Annita Dimitriu’yla ilgili siyasete ilk adım attığı günden ya da hemen sonrasında oluşan bir önyargım yok.

Ancak Politis’te yer alan söyleşisinden, dün TAK Ajansı’nın yaptığı alıntıyı okuduğum zaman FASULYENİN YAHNİSİ, GİDER GELİR AYNISI, sözüyle uyumlu, eskilerin daha genç versiyonu bir siyasetçiyle yüzleştiğimize inanır gibi oldum. Umarım yakın bir gelecekte fırsat olur ve yüz yüze görüşüp, sorularıma alacağım yanıtlarla Annita Dimitriu ile ilgili kanaatim netlik kazanır.

***

Politis’in sorularını yanıtlarken Rum Meclis ve DİSİ Başkanı Annita Dimitriu, “… iki devlet çözümünü görüşmeyiz. Bizi Türk askerlerinden ve modası geçmiş garantilerden kurtaracak ve Kıbrıs’ı yeniden birleştirecek bir çözüm istiyoruz.’ dedi.
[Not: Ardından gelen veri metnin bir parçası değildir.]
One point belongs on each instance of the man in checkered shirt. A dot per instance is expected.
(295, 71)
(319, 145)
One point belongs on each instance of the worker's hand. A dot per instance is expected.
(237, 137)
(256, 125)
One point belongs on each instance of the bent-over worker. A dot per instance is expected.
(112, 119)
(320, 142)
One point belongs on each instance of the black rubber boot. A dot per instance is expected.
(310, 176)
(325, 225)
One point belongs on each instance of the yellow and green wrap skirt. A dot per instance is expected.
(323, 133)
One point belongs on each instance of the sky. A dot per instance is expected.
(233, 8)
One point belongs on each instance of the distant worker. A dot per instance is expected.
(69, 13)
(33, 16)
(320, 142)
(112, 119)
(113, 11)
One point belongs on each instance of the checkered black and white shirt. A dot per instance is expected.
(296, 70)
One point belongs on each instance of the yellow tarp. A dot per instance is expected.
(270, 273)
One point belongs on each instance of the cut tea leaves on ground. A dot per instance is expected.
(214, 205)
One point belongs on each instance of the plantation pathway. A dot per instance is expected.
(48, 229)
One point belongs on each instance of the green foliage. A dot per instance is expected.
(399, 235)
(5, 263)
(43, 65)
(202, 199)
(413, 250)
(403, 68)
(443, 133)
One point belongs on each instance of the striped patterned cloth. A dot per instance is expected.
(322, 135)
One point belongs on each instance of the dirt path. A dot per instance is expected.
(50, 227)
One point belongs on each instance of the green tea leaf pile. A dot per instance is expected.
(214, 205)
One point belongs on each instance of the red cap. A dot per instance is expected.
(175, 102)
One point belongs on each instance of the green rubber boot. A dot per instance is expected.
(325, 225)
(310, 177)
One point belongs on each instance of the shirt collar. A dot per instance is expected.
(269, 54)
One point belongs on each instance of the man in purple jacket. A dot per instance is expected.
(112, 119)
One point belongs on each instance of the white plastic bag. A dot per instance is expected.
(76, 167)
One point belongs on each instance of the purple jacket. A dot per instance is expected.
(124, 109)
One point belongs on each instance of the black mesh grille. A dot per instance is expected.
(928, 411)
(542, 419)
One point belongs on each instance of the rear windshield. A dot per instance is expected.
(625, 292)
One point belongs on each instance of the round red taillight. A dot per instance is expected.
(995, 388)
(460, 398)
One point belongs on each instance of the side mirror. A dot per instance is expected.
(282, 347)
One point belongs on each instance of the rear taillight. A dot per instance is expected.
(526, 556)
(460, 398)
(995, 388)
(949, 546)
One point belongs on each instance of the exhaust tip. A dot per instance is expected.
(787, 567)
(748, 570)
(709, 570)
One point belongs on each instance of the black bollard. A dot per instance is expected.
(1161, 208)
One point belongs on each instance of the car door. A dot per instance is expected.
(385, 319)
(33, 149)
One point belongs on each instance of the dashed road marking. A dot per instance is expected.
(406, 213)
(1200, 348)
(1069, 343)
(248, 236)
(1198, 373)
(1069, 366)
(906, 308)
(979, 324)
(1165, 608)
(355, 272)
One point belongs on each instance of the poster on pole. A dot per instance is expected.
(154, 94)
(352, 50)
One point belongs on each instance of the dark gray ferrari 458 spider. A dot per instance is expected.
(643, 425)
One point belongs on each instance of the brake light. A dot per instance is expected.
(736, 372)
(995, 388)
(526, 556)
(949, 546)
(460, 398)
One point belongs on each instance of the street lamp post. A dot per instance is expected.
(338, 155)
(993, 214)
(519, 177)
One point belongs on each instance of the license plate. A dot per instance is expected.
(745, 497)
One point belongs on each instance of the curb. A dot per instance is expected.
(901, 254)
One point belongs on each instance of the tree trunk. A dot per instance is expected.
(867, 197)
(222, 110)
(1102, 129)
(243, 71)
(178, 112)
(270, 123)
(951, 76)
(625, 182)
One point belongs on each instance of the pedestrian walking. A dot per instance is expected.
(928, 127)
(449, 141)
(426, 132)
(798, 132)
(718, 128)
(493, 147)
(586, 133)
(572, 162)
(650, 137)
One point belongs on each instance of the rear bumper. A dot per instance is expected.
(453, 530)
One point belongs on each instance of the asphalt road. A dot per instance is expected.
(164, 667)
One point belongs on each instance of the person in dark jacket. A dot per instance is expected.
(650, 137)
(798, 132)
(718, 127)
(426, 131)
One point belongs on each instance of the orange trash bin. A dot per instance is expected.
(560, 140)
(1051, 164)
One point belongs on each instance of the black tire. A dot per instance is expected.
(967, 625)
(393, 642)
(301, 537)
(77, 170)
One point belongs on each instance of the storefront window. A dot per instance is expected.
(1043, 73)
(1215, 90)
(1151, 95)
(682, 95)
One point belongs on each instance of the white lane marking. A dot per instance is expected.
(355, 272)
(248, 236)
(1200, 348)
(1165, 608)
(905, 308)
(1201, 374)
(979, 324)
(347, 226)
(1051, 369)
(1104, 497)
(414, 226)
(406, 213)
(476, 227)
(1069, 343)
Dimitriu, Türkiye’nin tavrından bağımsız, uygun ön hazırlığı yapmaları ve müzakerelerin Crans Montana’da koptuğu yerden, federasyon çözümü çerçevesinde ve kazanılmış yakınlaşmalar temelinde yeniden başlamasında ısrar etmeleri gerektiğini de söyledi.

***

   Annita Dimitriu’nun söyledikleri iki devletliliği boş verin iki toplumlu, bir çözüme bile katkı koymaz.
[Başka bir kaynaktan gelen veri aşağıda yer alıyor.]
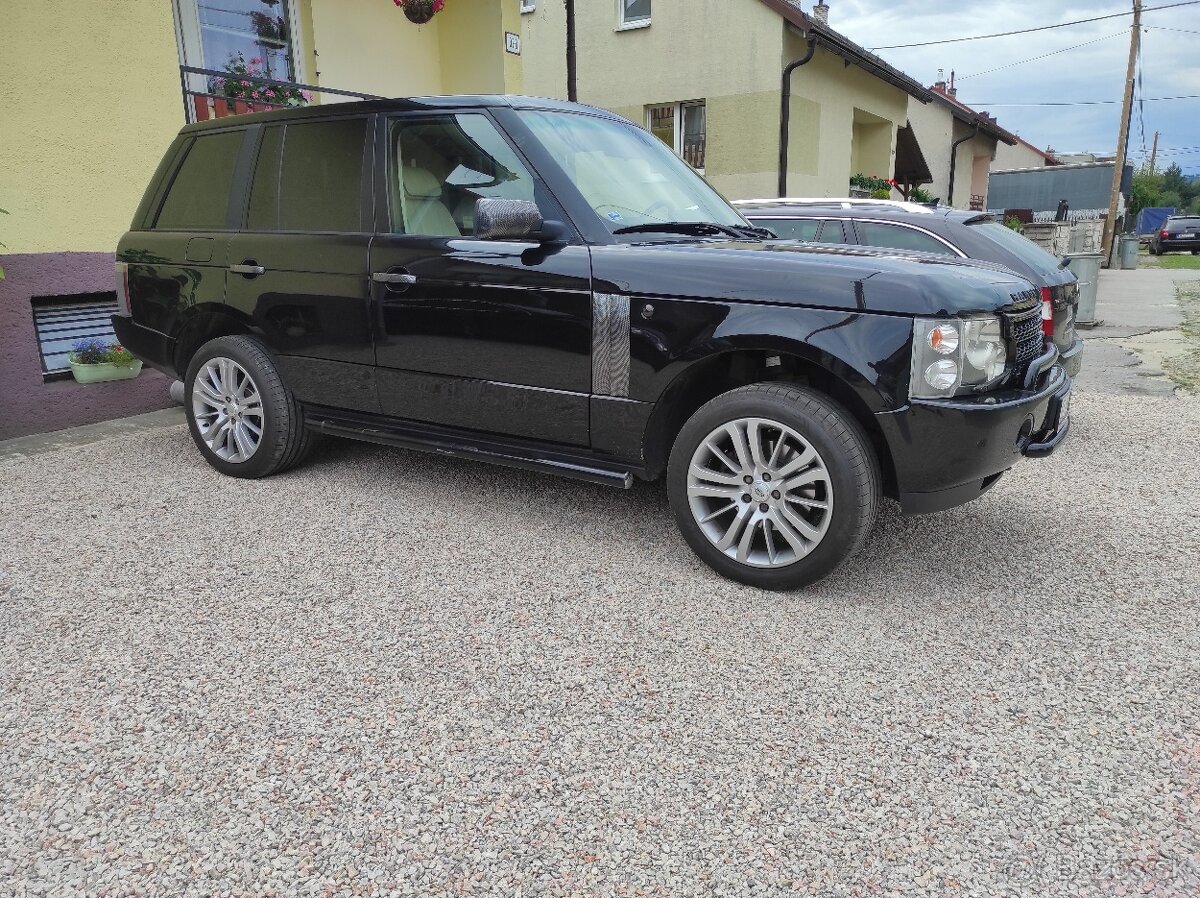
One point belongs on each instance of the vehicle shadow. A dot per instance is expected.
(976, 545)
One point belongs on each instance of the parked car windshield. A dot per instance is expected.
(627, 175)
(1020, 246)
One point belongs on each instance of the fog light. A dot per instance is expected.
(942, 375)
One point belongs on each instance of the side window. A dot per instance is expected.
(791, 228)
(199, 196)
(321, 177)
(834, 232)
(899, 238)
(264, 193)
(441, 166)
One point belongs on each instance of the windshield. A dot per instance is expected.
(627, 175)
(1020, 246)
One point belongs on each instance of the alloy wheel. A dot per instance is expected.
(227, 409)
(760, 492)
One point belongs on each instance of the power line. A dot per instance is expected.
(1087, 102)
(1044, 55)
(1031, 30)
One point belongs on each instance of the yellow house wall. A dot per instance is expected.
(370, 46)
(822, 151)
(84, 121)
(625, 71)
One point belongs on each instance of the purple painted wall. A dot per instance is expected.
(28, 405)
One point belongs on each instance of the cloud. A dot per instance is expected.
(1096, 71)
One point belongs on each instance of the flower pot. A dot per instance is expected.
(105, 371)
(419, 11)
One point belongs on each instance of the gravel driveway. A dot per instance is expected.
(395, 674)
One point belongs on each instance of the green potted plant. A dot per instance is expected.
(420, 11)
(95, 361)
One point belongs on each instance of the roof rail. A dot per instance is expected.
(843, 202)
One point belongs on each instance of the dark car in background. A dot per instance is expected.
(949, 232)
(1180, 232)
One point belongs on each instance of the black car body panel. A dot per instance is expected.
(580, 354)
(963, 234)
(1179, 233)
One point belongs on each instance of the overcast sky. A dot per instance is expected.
(1170, 64)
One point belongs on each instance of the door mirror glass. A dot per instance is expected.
(507, 220)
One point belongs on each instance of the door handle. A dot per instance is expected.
(394, 277)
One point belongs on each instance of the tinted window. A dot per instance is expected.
(834, 232)
(792, 228)
(1024, 249)
(264, 195)
(321, 180)
(442, 166)
(899, 238)
(199, 195)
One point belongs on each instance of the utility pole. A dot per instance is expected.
(571, 66)
(1122, 139)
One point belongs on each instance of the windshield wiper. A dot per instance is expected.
(700, 228)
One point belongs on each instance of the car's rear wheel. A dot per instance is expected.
(244, 419)
(773, 485)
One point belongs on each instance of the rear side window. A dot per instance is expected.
(899, 238)
(792, 228)
(198, 198)
(321, 179)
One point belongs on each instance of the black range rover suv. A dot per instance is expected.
(546, 286)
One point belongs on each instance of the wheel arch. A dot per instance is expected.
(207, 322)
(719, 372)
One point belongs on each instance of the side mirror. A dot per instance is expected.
(514, 220)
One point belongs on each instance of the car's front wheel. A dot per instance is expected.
(773, 485)
(244, 419)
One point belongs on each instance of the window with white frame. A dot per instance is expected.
(256, 34)
(681, 126)
(633, 13)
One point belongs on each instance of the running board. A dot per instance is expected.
(460, 444)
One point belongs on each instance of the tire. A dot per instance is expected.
(282, 441)
(835, 495)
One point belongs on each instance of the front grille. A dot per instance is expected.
(1025, 339)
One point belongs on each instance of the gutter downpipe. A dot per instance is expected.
(954, 159)
(785, 112)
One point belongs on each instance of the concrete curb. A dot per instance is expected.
(39, 443)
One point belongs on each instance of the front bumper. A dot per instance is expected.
(947, 453)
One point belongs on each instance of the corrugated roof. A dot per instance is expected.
(841, 46)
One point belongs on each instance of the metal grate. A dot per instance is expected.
(60, 321)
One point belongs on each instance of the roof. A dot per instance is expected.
(397, 105)
(1049, 157)
(960, 111)
(841, 46)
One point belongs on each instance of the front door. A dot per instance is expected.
(480, 334)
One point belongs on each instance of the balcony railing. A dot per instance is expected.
(201, 103)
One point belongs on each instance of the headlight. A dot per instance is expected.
(952, 357)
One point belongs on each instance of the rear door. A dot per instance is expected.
(487, 335)
(178, 265)
(298, 270)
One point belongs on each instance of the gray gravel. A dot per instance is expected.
(395, 674)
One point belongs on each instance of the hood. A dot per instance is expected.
(820, 275)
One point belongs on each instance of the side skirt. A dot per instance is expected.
(469, 444)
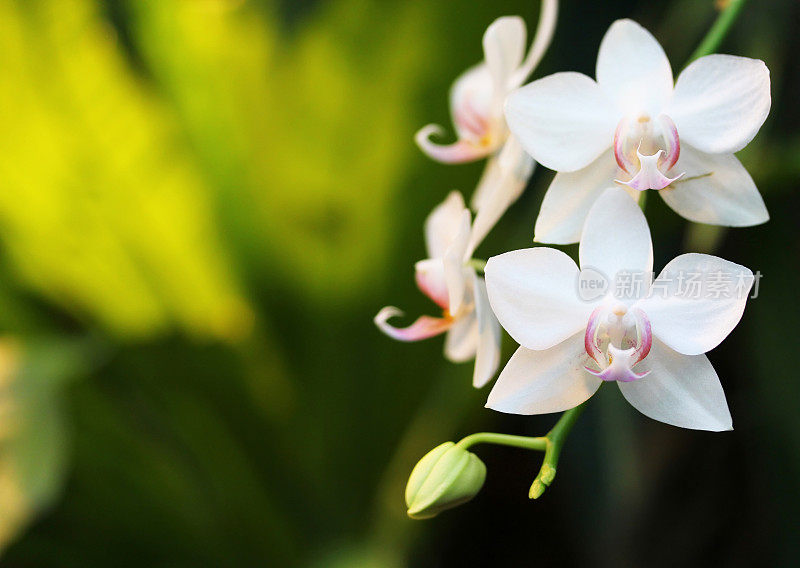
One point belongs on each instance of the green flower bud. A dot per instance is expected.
(444, 478)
   Çok taraflı bir sorunun taraflarından birinin ortaya koydukları, öteki taraflarca müzakere bile edilmezse, o görüşler itibarı, değeri olan görüşler değildir.
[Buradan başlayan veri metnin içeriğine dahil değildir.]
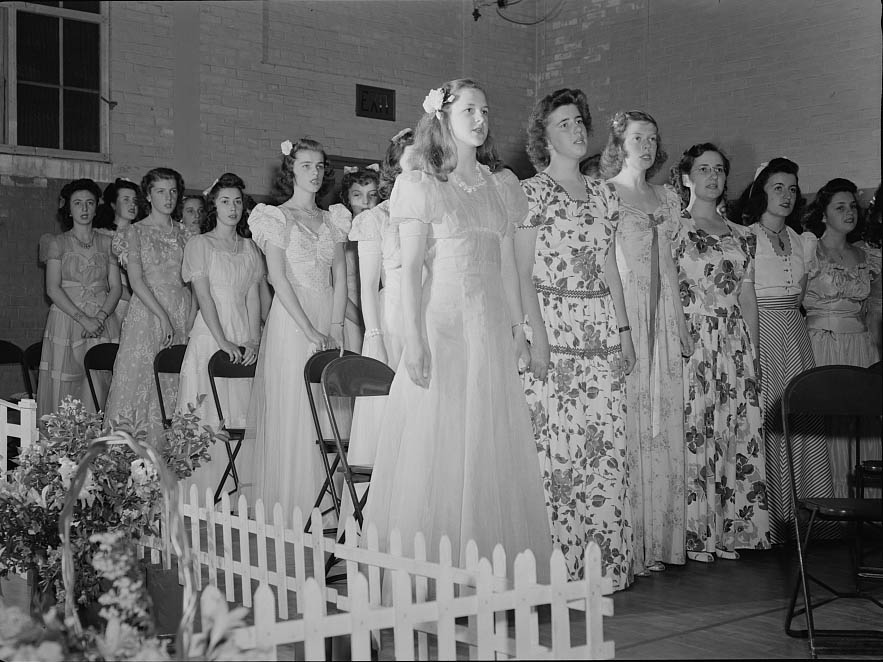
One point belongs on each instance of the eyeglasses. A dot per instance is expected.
(705, 171)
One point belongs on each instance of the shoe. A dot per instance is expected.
(702, 557)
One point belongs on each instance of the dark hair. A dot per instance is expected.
(435, 152)
(105, 216)
(227, 180)
(815, 211)
(157, 174)
(614, 153)
(685, 165)
(64, 199)
(285, 177)
(753, 202)
(537, 144)
(390, 167)
(873, 231)
(362, 177)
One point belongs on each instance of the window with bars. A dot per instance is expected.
(53, 75)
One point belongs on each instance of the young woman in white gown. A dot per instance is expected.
(456, 454)
(224, 268)
(307, 269)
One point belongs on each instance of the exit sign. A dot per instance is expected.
(376, 102)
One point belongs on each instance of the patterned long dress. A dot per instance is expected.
(133, 390)
(84, 280)
(725, 456)
(654, 389)
(578, 412)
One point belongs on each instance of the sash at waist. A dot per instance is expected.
(843, 323)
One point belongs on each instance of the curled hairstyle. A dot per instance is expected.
(685, 165)
(390, 167)
(614, 152)
(64, 199)
(813, 217)
(157, 174)
(227, 180)
(537, 143)
(435, 151)
(753, 202)
(105, 216)
(362, 177)
(285, 177)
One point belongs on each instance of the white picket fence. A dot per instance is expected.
(386, 592)
(25, 430)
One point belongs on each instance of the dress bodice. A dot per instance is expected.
(159, 252)
(712, 268)
(308, 254)
(465, 224)
(573, 236)
(778, 275)
(638, 233)
(835, 294)
(83, 270)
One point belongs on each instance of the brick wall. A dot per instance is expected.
(797, 78)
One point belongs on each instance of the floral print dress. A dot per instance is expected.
(723, 421)
(578, 412)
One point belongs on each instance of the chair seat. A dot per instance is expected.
(845, 509)
(360, 473)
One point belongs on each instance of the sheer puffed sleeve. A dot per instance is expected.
(50, 248)
(411, 199)
(268, 225)
(514, 199)
(197, 253)
(366, 226)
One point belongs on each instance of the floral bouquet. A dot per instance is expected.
(121, 494)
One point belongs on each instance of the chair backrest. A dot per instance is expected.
(101, 357)
(12, 354)
(357, 376)
(834, 390)
(220, 366)
(167, 361)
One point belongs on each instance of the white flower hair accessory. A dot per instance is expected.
(401, 134)
(434, 101)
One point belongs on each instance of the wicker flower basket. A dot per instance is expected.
(172, 518)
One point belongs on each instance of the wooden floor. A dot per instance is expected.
(722, 610)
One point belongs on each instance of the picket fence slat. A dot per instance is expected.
(415, 600)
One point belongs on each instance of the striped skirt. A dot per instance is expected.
(785, 351)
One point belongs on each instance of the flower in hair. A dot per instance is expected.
(205, 192)
(401, 134)
(435, 100)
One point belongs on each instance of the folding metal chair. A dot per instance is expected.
(855, 393)
(12, 354)
(354, 377)
(33, 356)
(220, 366)
(167, 361)
(99, 357)
(327, 446)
   Garantörlüğe karşı duruşun temelinde Rum tarafının, Kıbrıslı Türklere saldırmama konusunda kendilerini güvenmeme yatmaktadır.

2000’li yılların başıydı. Henüz kapılar açılmamıştı. Güney Lefkoşa’da Kıbrıs Üniversitesi’nden bir davet almıştım. Türkoloji Bölümünde, zaman zaman yazılarımın değerlendirildiği sınıfta öğrencilerle sohbet yapıp, sorularını yanıtlayacaktım.
   Güzel, verimli bir sohbet gerçekleştirmiştik. Sona gelirken bir soru sordum.
‘Türklerden, Türkiye’den korkuyor musunuz?’
Bir öğrenci ısrarla, öncelikle yanıt vermek istiyordu. Söz hakkını verdim. ‘Hayır korkmuyorum’ dedi.
Verdiği yanıt beklediğim yanıt değildi. Nedenini sorduğum zaman, ‘Bir şey yapmazsak niye korkalım ki?’ yanıtını verdi. O öğrencinin yanıtının, garantörlük konusu irdelenirken değerlendirmek olası.
Rum toplumuna yönelik söylüyorum.
Kıbrıslı Türklere saldırmaz, Türkiye’nin müdahalesine neden olacak bir eylem içinde olmazsanız, garantörlük sistemine neden bu kadar karşısınız?

***

Annita Dimitriu, siyasetin yenisi… Erken önemli görevlere gelmesi, Kıbrıs sorununu derinlemesine biliyor anlamına gelmez. Türkiye’ye fazla yüklenip, Kıbrıs Türk tarafını adeta yok saymaları büyük yanlış.

   Ha bir de ne dedi? ‘Kazanılmış yakınlaşmalar temelinde görüşmelerin yeniden başlamasında ısrar etmeleri gerekiyormuş…’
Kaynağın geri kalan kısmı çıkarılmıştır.